Tanpa berbicara ayah memberikan isyarat kepada kami untuk makan. Jean dan Toma tampak antusias untuk memakan hidangan pembuka. Jean makan dengan semangatnya karena udang adalah salah satu menu kesukaannya, sementara Toma tampak kesulitan untuk membuang kulit makanan tersebut. Pandanganku hanya tertuju pada Jean yang makan dengan lahapnya.
Kulihat beberapa ekor udang yang berada diatas piringku. Dengan berat aku mulai menusuk salah satu udang dan memasukannya kedalam mulutku. Bibirku terasa kaku untuk kugerakan. Aku tidak melepaskan kulit udang tersebut dan langsung mengunyahnya. Hanya beberapa kali gigitan dan udang tersebut sudah hancur didalam mulutku. Aku menelannya dengan cepat.
Kuambil udang berikutnya dan memasukannya kembali kedalam mulutku dengan lebih bersemangat, ada rasa lapar yang menerjangku seketika. Aku terus makan dengan cepat dan segera meminta tambahan pada salah satu pelayan yang berada disampingku.
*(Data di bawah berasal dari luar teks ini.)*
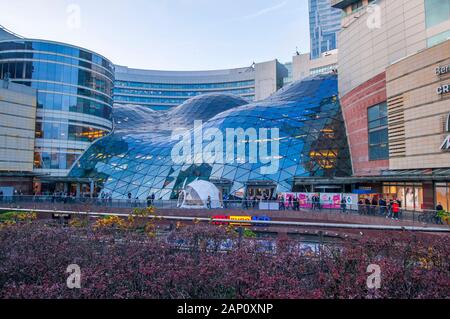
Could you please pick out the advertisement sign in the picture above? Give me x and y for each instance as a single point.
(352, 201)
(330, 201)
(289, 199)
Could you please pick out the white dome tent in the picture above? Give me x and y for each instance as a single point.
(196, 195)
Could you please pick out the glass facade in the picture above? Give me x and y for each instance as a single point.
(137, 160)
(324, 25)
(163, 96)
(378, 132)
(74, 99)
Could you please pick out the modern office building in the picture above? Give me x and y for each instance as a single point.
(74, 98)
(17, 136)
(137, 159)
(324, 25)
(163, 90)
(384, 106)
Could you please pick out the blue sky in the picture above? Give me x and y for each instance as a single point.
(168, 34)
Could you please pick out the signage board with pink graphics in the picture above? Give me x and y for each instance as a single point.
(306, 199)
(289, 199)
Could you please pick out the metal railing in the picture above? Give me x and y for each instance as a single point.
(90, 204)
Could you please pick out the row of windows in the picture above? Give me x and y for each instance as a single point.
(323, 69)
(44, 71)
(61, 102)
(65, 131)
(56, 48)
(179, 93)
(55, 58)
(185, 86)
(378, 132)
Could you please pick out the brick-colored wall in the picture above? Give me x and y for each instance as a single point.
(354, 107)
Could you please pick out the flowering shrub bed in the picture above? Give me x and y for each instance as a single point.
(191, 263)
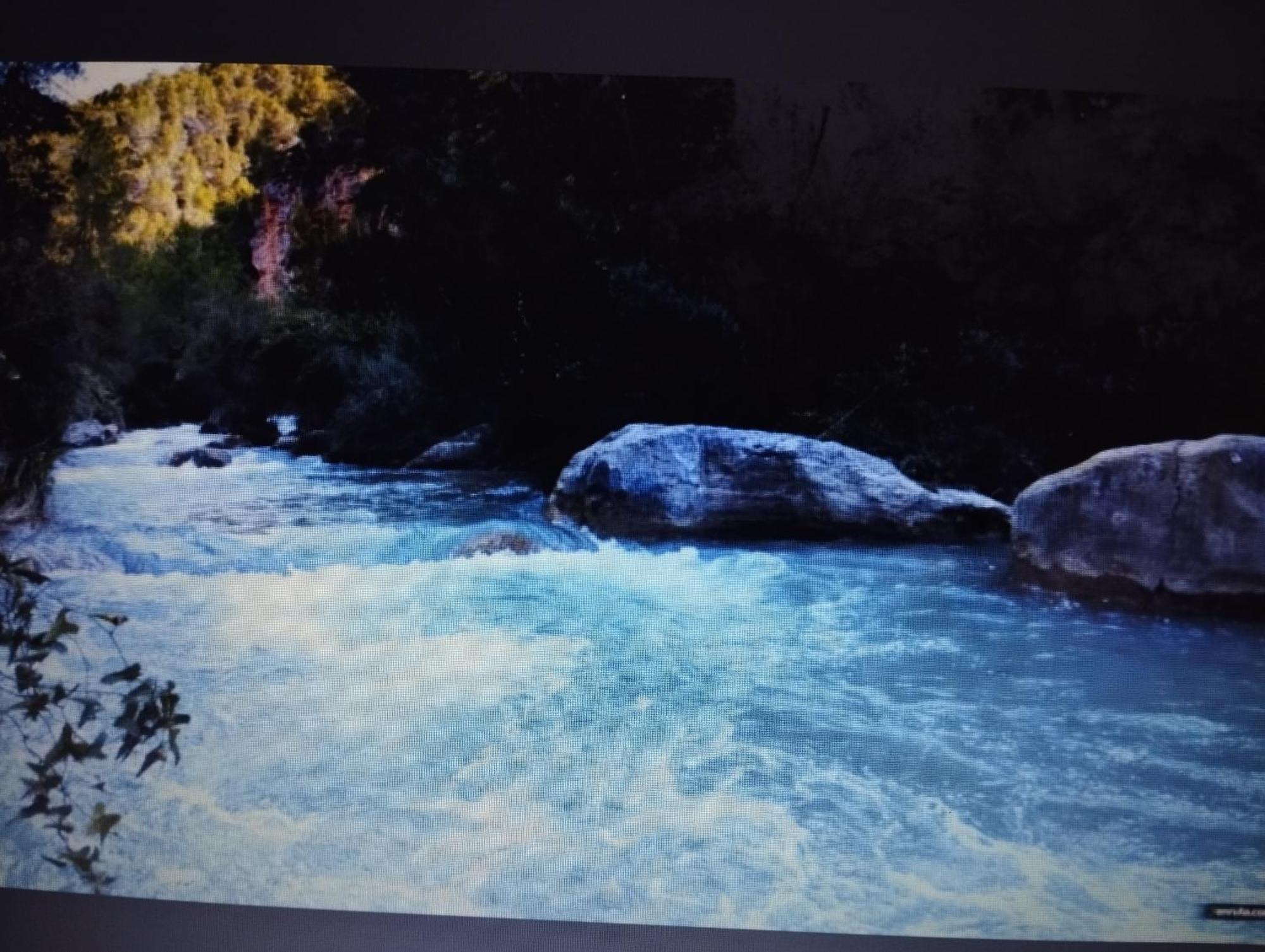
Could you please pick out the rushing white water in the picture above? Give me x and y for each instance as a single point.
(825, 737)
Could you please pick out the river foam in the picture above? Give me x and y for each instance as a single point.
(791, 736)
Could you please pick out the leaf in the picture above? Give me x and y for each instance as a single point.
(61, 626)
(103, 822)
(27, 677)
(152, 758)
(90, 710)
(31, 575)
(128, 674)
(35, 705)
(39, 805)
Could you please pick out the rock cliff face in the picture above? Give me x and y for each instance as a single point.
(270, 247)
(1180, 518)
(656, 480)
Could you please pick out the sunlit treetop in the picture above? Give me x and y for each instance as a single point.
(183, 142)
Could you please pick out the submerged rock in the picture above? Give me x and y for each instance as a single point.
(470, 448)
(87, 433)
(655, 480)
(494, 542)
(311, 442)
(230, 442)
(202, 457)
(1180, 518)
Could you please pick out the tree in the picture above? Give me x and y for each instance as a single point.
(47, 700)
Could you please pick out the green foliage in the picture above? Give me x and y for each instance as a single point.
(179, 147)
(51, 699)
(175, 149)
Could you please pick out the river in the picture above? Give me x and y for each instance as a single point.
(801, 736)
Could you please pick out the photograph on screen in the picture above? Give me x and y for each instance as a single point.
(690, 502)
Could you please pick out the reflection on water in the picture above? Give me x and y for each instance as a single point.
(828, 737)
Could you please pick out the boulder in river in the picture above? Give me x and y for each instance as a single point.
(87, 433)
(1183, 518)
(674, 480)
(467, 450)
(309, 442)
(232, 419)
(202, 457)
(494, 542)
(230, 442)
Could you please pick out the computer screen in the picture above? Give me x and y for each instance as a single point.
(598, 498)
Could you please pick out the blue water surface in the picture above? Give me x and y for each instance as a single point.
(798, 736)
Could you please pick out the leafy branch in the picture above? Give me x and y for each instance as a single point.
(58, 718)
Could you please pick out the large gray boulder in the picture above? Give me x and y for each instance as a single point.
(470, 448)
(1182, 518)
(660, 480)
(87, 433)
(202, 457)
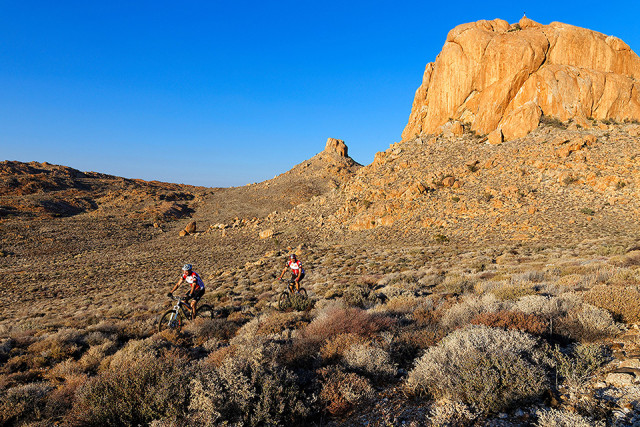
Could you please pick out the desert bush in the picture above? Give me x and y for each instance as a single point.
(563, 418)
(133, 391)
(587, 324)
(447, 413)
(370, 360)
(490, 369)
(462, 313)
(530, 323)
(512, 292)
(24, 403)
(455, 284)
(336, 346)
(337, 321)
(342, 391)
(59, 346)
(621, 302)
(578, 363)
(246, 391)
(629, 259)
(547, 306)
(359, 296)
(409, 343)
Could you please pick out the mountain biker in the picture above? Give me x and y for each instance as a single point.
(297, 272)
(197, 287)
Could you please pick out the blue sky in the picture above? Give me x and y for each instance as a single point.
(222, 93)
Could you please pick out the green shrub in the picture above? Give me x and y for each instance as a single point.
(489, 369)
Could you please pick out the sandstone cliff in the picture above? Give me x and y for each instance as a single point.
(501, 77)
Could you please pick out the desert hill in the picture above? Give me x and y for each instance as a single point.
(459, 279)
(501, 77)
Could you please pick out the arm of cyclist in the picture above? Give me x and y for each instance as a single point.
(176, 286)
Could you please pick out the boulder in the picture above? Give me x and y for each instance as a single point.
(336, 146)
(499, 76)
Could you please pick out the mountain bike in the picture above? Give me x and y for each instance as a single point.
(176, 317)
(291, 296)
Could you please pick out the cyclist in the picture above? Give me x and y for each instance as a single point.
(297, 272)
(197, 287)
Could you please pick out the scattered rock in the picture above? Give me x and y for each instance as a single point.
(336, 146)
(265, 234)
(191, 227)
(619, 379)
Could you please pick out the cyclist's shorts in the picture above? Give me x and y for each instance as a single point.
(196, 295)
(293, 276)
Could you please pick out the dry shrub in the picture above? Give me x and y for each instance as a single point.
(24, 403)
(621, 302)
(405, 304)
(513, 292)
(455, 284)
(461, 314)
(449, 413)
(336, 321)
(136, 390)
(530, 323)
(564, 418)
(629, 259)
(203, 330)
(342, 391)
(60, 400)
(277, 322)
(588, 324)
(370, 360)
(59, 346)
(246, 391)
(578, 364)
(336, 346)
(359, 296)
(490, 369)
(410, 342)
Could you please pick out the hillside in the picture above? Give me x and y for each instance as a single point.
(465, 277)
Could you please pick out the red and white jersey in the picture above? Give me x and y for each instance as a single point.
(295, 266)
(192, 279)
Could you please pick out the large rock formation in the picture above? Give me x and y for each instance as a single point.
(498, 76)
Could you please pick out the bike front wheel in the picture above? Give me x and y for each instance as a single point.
(170, 320)
(205, 311)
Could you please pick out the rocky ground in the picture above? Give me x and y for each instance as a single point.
(438, 234)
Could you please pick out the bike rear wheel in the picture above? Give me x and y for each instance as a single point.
(205, 311)
(170, 320)
(284, 300)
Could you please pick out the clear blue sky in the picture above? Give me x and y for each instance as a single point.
(222, 93)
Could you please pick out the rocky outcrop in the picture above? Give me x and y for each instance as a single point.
(336, 146)
(497, 76)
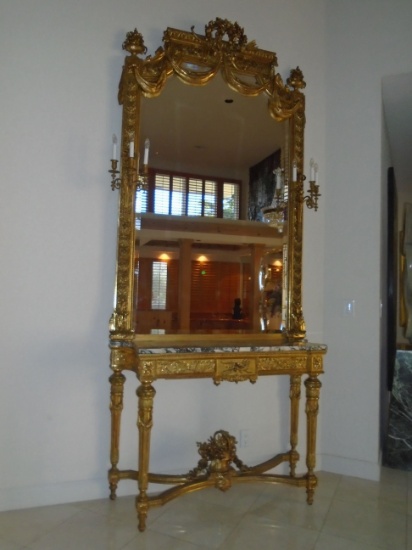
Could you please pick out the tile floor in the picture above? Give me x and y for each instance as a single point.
(348, 514)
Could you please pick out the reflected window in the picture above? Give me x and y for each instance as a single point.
(159, 285)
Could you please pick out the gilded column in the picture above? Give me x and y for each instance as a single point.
(117, 380)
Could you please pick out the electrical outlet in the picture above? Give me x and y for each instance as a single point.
(244, 438)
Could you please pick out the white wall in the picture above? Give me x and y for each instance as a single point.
(60, 67)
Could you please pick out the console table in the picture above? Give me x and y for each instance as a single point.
(219, 465)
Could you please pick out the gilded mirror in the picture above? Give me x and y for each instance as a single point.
(259, 118)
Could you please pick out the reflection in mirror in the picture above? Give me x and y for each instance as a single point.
(202, 265)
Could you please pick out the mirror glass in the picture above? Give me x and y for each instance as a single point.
(200, 273)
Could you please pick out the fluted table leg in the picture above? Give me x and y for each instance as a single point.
(117, 380)
(295, 384)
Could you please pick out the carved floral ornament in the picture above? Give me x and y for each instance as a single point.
(196, 59)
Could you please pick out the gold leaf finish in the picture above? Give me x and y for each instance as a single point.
(196, 59)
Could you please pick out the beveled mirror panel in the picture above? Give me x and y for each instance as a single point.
(213, 108)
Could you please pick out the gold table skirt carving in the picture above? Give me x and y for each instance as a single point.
(219, 465)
Tidak dibutuhkan waktu lama, sepiring tambahan udang sudah diberikan kepadaku dan aku langsung melahapnya dengan cepat.
“Kamu tidak membuang kulitnya, Josh ?” ayah melontarkan pertanyaan.
<Abaikan saja !>
Tanganku terhenti seketika didepan bibirku saat suara itu kembali hadir didalam kepalaku. Kupandangi seekor udang segar didepanku dan melemparnya kemeja dengan terkejut. Ujung bibirku bersisa cairan yang keluar dari tubuh udang yang kumakan dan segera aku membersihkannya dengan kain yang tersedia. Jean dan Toma ikut terkejut melihat tingkahku barusan.
“Ada apa, Josh ?”
“Ti…”
Bibirku kaku untuk menjawab pertanyaan ayah. Aku kesulitan untuk berkata – kata.
<Lapar !>
“Diam !” jeritku.
Sekelilingku terasa hening, bisa kudengar suara tarikan nafas yang berat dari Jean yang duduk diseberangku. Toma hanya diam ditempatnya dan dengan takut aku melihat keayahku yang bangkit berdiri dan berjalan ketempatku.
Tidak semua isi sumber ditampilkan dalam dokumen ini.